According to Eurovision rules, all nations with the exceptions of the host country and the "Big Four" (France, Germany, Spain and the United Kingdom) are required to qualify from one of two semi-finals in order to compete for the final; the top nine songs from each semi-final as determined by televoting progress to the final, and a tenth was determined by back-up juries. The European Broadcasting Union (EBU) split up the competing countries into six different pots based on voting patterns from previous contests, with countries with favourable voting histories put into the same pot. On 30 January 2009, a special allocation draw was held which placed each country into one of the two semi-finals. Moldova was placed into the second semi-final, to be held on 14 May 2009. The running order for the semi-finals was decided through another draw on 16 March 2009 and Moldova was set to perform in position 15, following the entry from Lithuania and before the entry from Albania.

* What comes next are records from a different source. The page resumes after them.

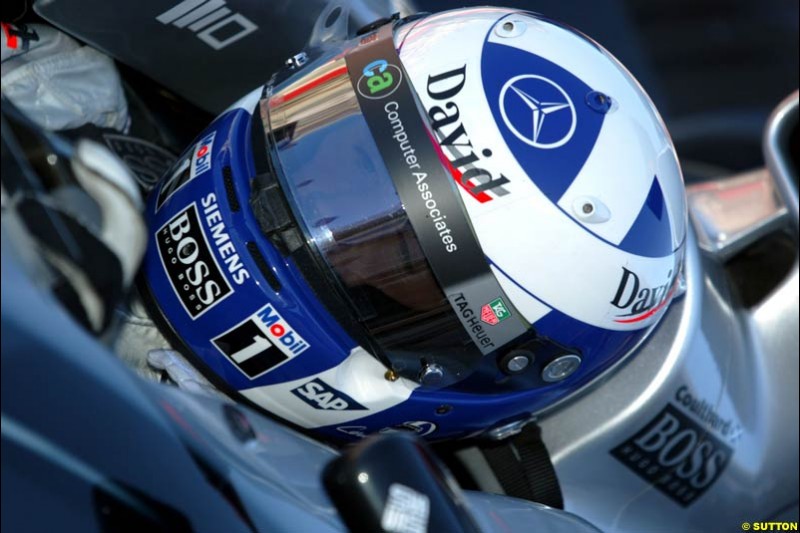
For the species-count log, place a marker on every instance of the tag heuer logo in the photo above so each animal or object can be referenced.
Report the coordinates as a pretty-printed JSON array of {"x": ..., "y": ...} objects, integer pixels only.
[{"x": 494, "y": 312}]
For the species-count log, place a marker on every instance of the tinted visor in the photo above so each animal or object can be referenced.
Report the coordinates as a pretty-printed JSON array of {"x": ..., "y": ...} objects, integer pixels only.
[{"x": 346, "y": 201}]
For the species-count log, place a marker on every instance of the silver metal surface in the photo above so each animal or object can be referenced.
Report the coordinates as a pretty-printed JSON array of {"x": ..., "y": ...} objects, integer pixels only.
[
  {"x": 743, "y": 366},
  {"x": 431, "y": 374},
  {"x": 507, "y": 430},
  {"x": 728, "y": 373},
  {"x": 732, "y": 213},
  {"x": 561, "y": 368},
  {"x": 779, "y": 126},
  {"x": 518, "y": 363}
]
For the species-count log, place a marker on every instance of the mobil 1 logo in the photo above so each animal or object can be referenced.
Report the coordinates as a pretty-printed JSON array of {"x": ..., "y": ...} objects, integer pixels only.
[
  {"x": 189, "y": 263},
  {"x": 320, "y": 395},
  {"x": 195, "y": 164},
  {"x": 676, "y": 455},
  {"x": 260, "y": 343}
]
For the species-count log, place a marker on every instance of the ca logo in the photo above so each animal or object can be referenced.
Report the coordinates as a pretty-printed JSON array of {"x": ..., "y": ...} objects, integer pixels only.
[{"x": 379, "y": 79}]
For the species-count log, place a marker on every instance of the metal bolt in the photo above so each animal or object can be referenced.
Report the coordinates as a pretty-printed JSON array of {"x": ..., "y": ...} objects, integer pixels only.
[
  {"x": 518, "y": 363},
  {"x": 431, "y": 374},
  {"x": 444, "y": 409},
  {"x": 561, "y": 367},
  {"x": 297, "y": 60}
]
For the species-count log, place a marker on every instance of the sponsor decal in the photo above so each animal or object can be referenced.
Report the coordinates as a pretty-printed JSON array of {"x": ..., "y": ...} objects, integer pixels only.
[
  {"x": 471, "y": 322},
  {"x": 537, "y": 111},
  {"x": 320, "y": 395},
  {"x": 640, "y": 303},
  {"x": 494, "y": 312},
  {"x": 406, "y": 510},
  {"x": 196, "y": 164},
  {"x": 451, "y": 136},
  {"x": 19, "y": 36},
  {"x": 379, "y": 79},
  {"x": 260, "y": 343},
  {"x": 190, "y": 265},
  {"x": 679, "y": 452},
  {"x": 221, "y": 239},
  {"x": 210, "y": 20},
  {"x": 542, "y": 114}
]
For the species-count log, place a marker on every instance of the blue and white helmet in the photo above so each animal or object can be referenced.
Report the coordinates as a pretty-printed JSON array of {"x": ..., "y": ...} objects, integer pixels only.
[{"x": 443, "y": 225}]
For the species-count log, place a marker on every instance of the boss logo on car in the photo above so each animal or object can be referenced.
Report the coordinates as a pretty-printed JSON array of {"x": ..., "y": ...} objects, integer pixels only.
[
  {"x": 320, "y": 395},
  {"x": 260, "y": 343},
  {"x": 676, "y": 455},
  {"x": 189, "y": 263}
]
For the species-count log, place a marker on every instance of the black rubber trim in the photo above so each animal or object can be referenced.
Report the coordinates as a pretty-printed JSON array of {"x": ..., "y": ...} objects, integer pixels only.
[
  {"x": 230, "y": 189},
  {"x": 263, "y": 266},
  {"x": 293, "y": 242},
  {"x": 522, "y": 466}
]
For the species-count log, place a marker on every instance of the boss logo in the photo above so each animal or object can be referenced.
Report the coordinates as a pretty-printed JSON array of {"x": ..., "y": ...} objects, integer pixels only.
[
  {"x": 189, "y": 263},
  {"x": 320, "y": 395},
  {"x": 676, "y": 455},
  {"x": 260, "y": 343}
]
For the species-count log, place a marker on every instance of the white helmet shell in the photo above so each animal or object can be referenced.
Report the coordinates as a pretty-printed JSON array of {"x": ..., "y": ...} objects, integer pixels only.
[{"x": 566, "y": 170}]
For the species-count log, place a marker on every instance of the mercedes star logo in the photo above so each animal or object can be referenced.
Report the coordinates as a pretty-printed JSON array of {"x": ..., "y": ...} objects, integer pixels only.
[{"x": 537, "y": 111}]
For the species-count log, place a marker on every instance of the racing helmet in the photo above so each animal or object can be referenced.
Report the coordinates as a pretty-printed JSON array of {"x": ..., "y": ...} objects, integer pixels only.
[{"x": 444, "y": 224}]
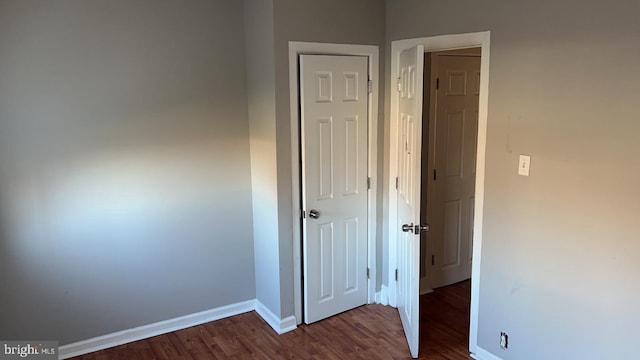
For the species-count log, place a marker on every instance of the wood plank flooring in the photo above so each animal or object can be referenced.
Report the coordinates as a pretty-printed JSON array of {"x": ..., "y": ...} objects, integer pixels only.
[{"x": 368, "y": 332}]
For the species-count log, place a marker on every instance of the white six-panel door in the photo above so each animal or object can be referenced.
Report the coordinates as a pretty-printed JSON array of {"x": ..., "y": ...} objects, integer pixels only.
[
  {"x": 334, "y": 98},
  {"x": 408, "y": 188},
  {"x": 453, "y": 155}
]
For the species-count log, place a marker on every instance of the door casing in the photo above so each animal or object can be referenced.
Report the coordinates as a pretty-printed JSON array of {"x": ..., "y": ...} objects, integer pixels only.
[
  {"x": 372, "y": 53},
  {"x": 431, "y": 44}
]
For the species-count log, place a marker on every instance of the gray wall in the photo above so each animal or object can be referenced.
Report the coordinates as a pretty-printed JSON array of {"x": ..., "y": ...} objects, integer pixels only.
[
  {"x": 125, "y": 192},
  {"x": 560, "y": 248},
  {"x": 262, "y": 120},
  {"x": 331, "y": 21}
]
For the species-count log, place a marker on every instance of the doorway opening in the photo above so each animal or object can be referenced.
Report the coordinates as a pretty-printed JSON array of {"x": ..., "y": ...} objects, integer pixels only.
[
  {"x": 448, "y": 159},
  {"x": 435, "y": 44},
  {"x": 449, "y": 143},
  {"x": 372, "y": 54}
]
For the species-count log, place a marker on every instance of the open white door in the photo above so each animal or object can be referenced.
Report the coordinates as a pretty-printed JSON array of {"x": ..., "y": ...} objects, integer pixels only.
[
  {"x": 334, "y": 104},
  {"x": 408, "y": 187}
]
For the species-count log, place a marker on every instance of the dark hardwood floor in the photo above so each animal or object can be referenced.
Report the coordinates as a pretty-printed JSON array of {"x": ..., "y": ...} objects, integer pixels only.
[{"x": 368, "y": 332}]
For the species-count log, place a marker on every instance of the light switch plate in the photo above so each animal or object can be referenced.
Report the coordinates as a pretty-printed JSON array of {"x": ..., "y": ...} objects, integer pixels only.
[{"x": 524, "y": 164}]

The two semi-finals and the final were televised in Moldova on Moldova 1 and TV Moldova Internațional. All broadcasts featured commentary by Rusalina Rusu and Andrei Sava. The Moldovan spokesperson, who announced the Moldovan votes during the final, was 2008 Moldova Eurovision representative Geta Burlacu.

=== Semi-final ===
Nelly Ciobanu took part in technical rehearsals on 6 and 10 May, followed by dress rehearsals on 13 and 14 May. The Moldovan performance featured Ciobanu dressed in a short white dress with a green pinafore and purple embroidered flowers as well as purple boots, and performing on stage with four dancers and a backing vocalist who waved a wooden stick with colourful ribbons attached to its top, all of them which were dressed in national costumes. The stage featured LED screen projections of embroidery patterns and a stylized dancing couple in front of a black background. The backing vocalist that joined Nelly Ciobanu on stage is Gicu Cimbir.

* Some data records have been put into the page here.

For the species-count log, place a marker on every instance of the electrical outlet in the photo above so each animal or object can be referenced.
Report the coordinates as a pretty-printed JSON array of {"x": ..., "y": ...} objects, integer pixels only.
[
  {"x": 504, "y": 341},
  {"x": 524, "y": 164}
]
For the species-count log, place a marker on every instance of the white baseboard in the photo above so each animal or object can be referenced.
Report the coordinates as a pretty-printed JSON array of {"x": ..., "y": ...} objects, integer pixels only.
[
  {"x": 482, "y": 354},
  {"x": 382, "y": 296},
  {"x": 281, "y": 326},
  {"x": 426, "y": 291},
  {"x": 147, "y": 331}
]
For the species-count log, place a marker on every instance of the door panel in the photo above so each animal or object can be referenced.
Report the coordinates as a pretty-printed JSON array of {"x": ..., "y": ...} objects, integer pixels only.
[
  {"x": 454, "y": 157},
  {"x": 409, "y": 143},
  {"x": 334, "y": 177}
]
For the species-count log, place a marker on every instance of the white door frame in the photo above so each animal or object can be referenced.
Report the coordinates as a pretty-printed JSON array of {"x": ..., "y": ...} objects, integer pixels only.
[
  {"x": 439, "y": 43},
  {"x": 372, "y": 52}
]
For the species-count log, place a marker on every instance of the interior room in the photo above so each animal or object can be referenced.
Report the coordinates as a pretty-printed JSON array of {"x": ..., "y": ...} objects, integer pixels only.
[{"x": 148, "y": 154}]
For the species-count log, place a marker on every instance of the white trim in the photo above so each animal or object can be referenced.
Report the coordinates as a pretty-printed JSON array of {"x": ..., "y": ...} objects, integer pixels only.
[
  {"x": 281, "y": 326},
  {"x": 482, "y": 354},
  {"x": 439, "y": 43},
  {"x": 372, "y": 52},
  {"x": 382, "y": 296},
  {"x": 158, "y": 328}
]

At the end of the show, Moldova was announced as having finished in the top ten and subsequently qualifying for the grand final. It was later revealed that Moldova placed fifth in the semi-final, receiving a total of 106 points.

=== Final ===
Shortly after the second semi-final, a winners' press conference was held for the ten qualifying countries. As part of this press conference, the qualifying artists took part in a draw to determine the running order for the final. This draw was done in the order the countries appeared in the semi-final running order. Moldova was drawn to perform in position 12, following the entry from Bosnia and Herzegovina and before the entry from Malta.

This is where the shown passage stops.